Los gigantes siempre nos han fascinado. Por eso, el pastor hebreo David se convirtió en un héroe para su pueblo al abatir con su humilde honda a Goliat, un coloso de tres metros de altura. Y Ulises tuvo que poner en juego todo su ingenio para emborrachar y dejar ciego a Polifemo, un cíclope que rondaba los diez metros de estatura.
Aunque estas fabulosas criaturas nunca existieron, han cautivado con su embrujo a lo largo de los siglos a centenares de artistas. Un ejemplo de gigantismo artístico lo tenemos en el monte Rushmore, en Dakota del Sur, donde entre 1927 y 1941 el escultor Gutzon Borglur talló en piedra los colosales rostros de cuatro presidentes de los EEUU. Bustos que miden 18 metros cada uno. ¿O qué decir del Buda de Ushiku, en Japón, que mide 120 m de altura? ¡Tres veces el tamaño de la Estatua de la Libertad!
Pero ese gigantismo artístico sigue estando vigente. Ahí están, sin ir más lejos, las obras de Ron Mueck, quien esculpe figuras colosales con un hiperrealismo estremecedor.

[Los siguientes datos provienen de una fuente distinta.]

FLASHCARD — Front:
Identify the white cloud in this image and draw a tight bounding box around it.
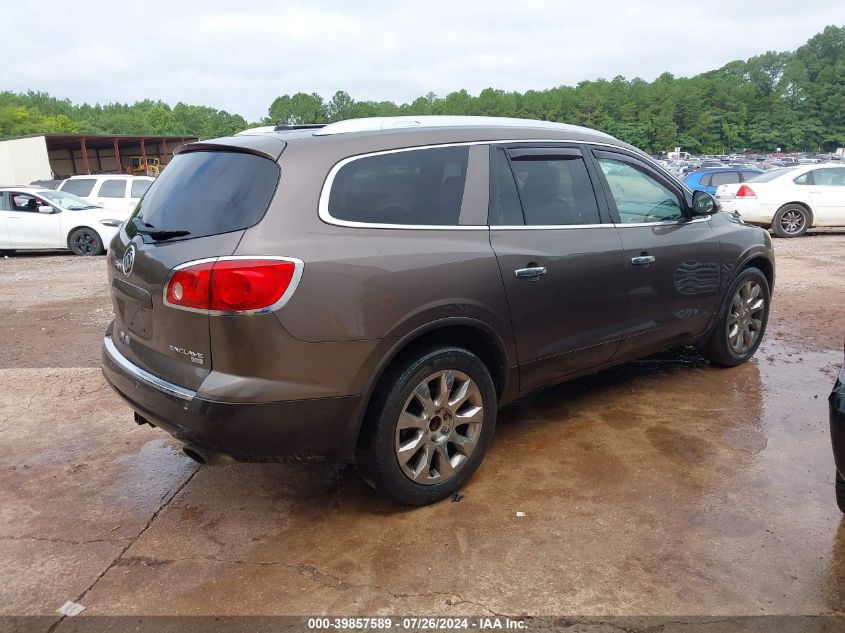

Y el polaco Pawel Althamer, quien en 2012 soltó en la ciudad de Brujas un globo de más de veinte metros de longitud con forma de figura humana. “El gigantismo es la característica del arte contemporáneo”, comenta Philip van Cauteren, director del Museo de Arte Contemporáneo de Gante: “Los artistas deben conquistar su lugar en una sociedad cuyo símbolo son los rascacielos”. Y el espectador, empequeñecido, contempla estas obras con la misma mezcla de admiración y respeto con la que Ulises debió de mirar el ojo de Polifemo.